The World Bank's model to deal with pension issues is a multi-tier one, stated Professor Apfel. According to the World Bank model, the income of retired people comes from several balanced sources, such as family support, social assistance, universal foundation, employer pension and private savings. But this ideal model could not well explain part of the reality, especially for the low-income retired people, whose 60% or more of their income was dependent upon the social security. Professor Apfel said that 50% of the American old people would struggle under the poverty line as long as the social security was abolished.     

 Apfel also shared with the audience his outlook about the American future. He predicted that the social security replacement rate would decline by 10% until 2030 and more future benefit reductions may become likely. But the public health insurance may still face severe pressures given its wide coverage rate and the aging challenges. The Clinton and Bush administrations both failed in improving the social security system, and the new reform conducted Obama administration was still stuck in the bipartisan disputes. But for this reform Professor Apfel still cling to the hope.

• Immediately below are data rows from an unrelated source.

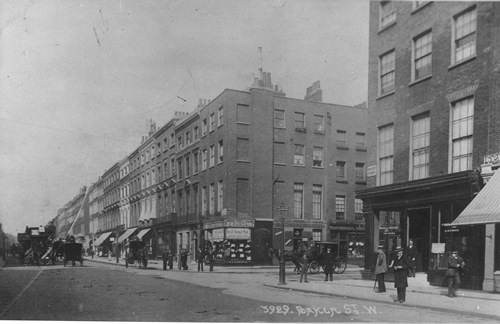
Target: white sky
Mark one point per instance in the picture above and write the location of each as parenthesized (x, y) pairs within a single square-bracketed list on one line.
[(79, 79)]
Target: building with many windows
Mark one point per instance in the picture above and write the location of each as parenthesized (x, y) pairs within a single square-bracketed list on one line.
[(433, 107)]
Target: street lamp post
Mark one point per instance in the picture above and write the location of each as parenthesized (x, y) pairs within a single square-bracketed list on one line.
[(282, 209)]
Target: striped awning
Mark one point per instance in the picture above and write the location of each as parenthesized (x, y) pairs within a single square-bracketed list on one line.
[(485, 207), (102, 238), (125, 235)]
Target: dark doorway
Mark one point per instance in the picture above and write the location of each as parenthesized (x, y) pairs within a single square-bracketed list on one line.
[(419, 231)]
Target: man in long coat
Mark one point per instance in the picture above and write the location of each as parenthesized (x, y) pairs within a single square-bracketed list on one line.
[(381, 269), (400, 266), (328, 262)]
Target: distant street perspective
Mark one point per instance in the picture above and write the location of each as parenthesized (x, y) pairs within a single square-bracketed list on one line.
[(101, 290), (260, 161)]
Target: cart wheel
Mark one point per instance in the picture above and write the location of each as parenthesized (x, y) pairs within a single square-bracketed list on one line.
[(314, 267), (340, 265)]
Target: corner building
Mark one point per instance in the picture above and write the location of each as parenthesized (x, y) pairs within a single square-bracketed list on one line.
[(244, 154), (433, 107)]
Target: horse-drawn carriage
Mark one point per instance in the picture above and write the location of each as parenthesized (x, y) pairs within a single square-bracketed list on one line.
[(136, 252), (37, 246), (73, 252), (315, 255)]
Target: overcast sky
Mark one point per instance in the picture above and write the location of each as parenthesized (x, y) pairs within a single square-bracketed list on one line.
[(79, 79)]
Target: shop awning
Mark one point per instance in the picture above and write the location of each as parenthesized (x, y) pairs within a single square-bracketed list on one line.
[(125, 235), (142, 233), (485, 207), (102, 238)]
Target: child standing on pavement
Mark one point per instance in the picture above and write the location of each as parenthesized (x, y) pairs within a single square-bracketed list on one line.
[(304, 266)]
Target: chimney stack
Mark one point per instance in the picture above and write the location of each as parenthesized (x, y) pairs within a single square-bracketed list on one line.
[(314, 93)]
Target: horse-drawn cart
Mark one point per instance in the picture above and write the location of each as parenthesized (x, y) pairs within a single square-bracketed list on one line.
[(73, 253)]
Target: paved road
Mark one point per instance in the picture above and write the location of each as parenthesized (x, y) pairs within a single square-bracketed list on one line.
[(101, 292)]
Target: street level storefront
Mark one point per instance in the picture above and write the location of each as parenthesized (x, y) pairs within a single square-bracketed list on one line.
[(418, 210), (484, 213), (238, 241), (348, 241)]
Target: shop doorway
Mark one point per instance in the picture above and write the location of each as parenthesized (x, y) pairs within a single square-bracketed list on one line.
[(419, 229)]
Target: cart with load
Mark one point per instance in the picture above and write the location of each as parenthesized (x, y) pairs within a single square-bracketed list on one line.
[(73, 253)]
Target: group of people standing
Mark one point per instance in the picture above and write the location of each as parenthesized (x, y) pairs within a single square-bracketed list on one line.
[(404, 266)]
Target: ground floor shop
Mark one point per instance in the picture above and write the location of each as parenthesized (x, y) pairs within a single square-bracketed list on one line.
[(420, 210), (238, 241)]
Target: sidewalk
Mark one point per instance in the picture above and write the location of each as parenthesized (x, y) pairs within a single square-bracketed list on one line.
[(426, 297)]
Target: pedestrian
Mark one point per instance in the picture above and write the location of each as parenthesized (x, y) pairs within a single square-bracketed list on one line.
[(170, 259), (211, 257), (304, 266), (400, 266), (328, 262), (184, 256), (411, 255), (201, 258), (164, 257), (455, 266), (381, 269)]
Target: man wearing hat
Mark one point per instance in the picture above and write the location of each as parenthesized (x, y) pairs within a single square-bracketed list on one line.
[(455, 264), (381, 269), (400, 266)]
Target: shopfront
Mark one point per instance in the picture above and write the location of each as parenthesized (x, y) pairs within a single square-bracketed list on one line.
[(234, 241), (418, 210)]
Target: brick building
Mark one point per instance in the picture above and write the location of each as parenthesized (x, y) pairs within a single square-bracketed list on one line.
[(434, 116)]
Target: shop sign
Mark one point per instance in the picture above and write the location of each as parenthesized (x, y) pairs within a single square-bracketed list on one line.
[(237, 233), (213, 225), (238, 223), (218, 234)]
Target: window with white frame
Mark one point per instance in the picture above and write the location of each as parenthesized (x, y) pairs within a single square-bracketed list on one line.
[(464, 35), (212, 122), (220, 116), (220, 196), (358, 206), (420, 147), (340, 171), (319, 123), (359, 172), (196, 132), (317, 201), (204, 201), (422, 56), (204, 127), (340, 207), (196, 162), (212, 199), (387, 72), (299, 155), (300, 122), (317, 235), (317, 157), (212, 156), (298, 200), (387, 13), (188, 166), (341, 138), (386, 153), (220, 151), (279, 118), (204, 159), (461, 134)]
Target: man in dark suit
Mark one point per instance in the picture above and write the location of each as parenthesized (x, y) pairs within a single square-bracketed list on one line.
[(411, 256)]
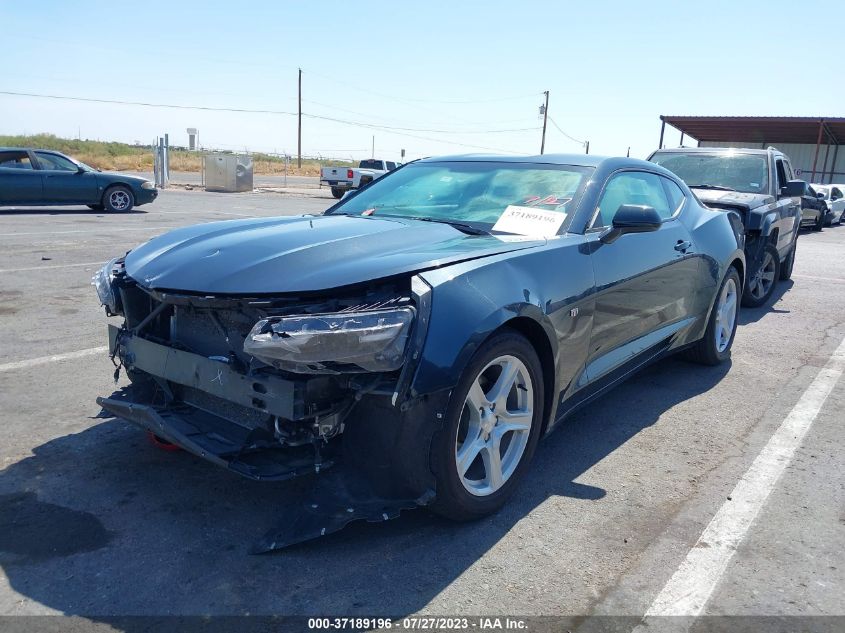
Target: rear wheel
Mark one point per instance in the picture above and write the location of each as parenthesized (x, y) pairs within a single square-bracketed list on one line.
[(491, 429), (118, 199), (715, 346), (761, 282)]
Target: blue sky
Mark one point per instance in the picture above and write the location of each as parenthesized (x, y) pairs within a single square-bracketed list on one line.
[(453, 74)]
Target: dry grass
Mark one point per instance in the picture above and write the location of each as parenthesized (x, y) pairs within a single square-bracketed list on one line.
[(123, 157)]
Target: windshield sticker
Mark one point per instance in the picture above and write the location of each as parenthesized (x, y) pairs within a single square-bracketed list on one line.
[(529, 221), (552, 201)]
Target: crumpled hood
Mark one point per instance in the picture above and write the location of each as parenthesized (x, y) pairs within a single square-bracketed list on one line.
[(733, 198), (296, 254)]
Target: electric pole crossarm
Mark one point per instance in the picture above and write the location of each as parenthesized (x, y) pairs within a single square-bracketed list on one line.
[(545, 118)]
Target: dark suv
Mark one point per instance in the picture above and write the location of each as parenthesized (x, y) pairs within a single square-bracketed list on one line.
[(759, 185), (814, 211)]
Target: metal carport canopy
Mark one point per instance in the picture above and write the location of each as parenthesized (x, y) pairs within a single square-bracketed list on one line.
[(759, 129), (763, 130)]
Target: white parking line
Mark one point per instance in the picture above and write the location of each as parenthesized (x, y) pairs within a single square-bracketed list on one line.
[(89, 231), (824, 279), (43, 360), (53, 267), (691, 586)]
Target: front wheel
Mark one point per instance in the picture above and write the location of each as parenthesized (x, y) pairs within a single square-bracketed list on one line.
[(789, 263), (118, 199), (491, 429), (715, 346), (761, 282)]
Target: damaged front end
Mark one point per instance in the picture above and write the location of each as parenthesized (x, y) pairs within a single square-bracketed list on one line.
[(277, 387)]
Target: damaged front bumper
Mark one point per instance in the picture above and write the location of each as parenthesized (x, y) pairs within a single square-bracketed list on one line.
[(193, 391)]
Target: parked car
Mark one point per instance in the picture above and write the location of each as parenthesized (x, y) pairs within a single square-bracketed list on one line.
[(425, 331), (758, 185), (44, 177), (342, 179), (834, 202), (814, 211)]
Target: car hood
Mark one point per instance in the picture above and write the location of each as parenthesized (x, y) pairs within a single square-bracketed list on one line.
[(733, 198), (108, 177), (304, 253)]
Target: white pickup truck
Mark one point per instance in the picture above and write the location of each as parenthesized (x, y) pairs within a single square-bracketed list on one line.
[(342, 179)]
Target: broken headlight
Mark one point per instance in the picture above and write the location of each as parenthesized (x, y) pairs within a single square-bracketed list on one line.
[(103, 281), (372, 340)]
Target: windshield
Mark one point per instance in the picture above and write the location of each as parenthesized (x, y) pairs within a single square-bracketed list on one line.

Another suggestion made by Apfel was the delaying of retirement age, which would greatly improve economic security. But the government should play an important role by creating incentives for those working more and retiring late. In his opinion, Professor Apfel argued that the American pension issue is a big but manageable challenge and he was optimistic about the American future.

As for the Chinese situation, Apfel expressed his deep worries. He thought that the Chinese retired people rely too much of their income on the public pensions, and the early retirement age constraints the government finances, which seemed to be unsustainable as the Chinese society was aging very fast. Apfel suggested the Chinese government increase the transparency of the social security reform and management, curb corruptions and expand the social insurance coverage.

After the speech ended, Professor gave clear answers to the audience's questions, such as the effect of early retirement age on unemployment of young college graduates, and also social security reforms of the Chinese state-owned enterprises.

Professor Donald Kettl is currently the Dean of University of Maryland of School of Public Policy, and a nonresident senior fellow of Brookings Institution. He holds a doctorate degree from Yale University. Kenneth Apfel is a public policy professor of University of Maryland of School of Public Policy and once served as the Commissioner of the Social Security Administration from 1997 to 2001. Earlier this afternoon, both professors signed the memorandum of understanding between MSPP and National School of Development as representatives from the former.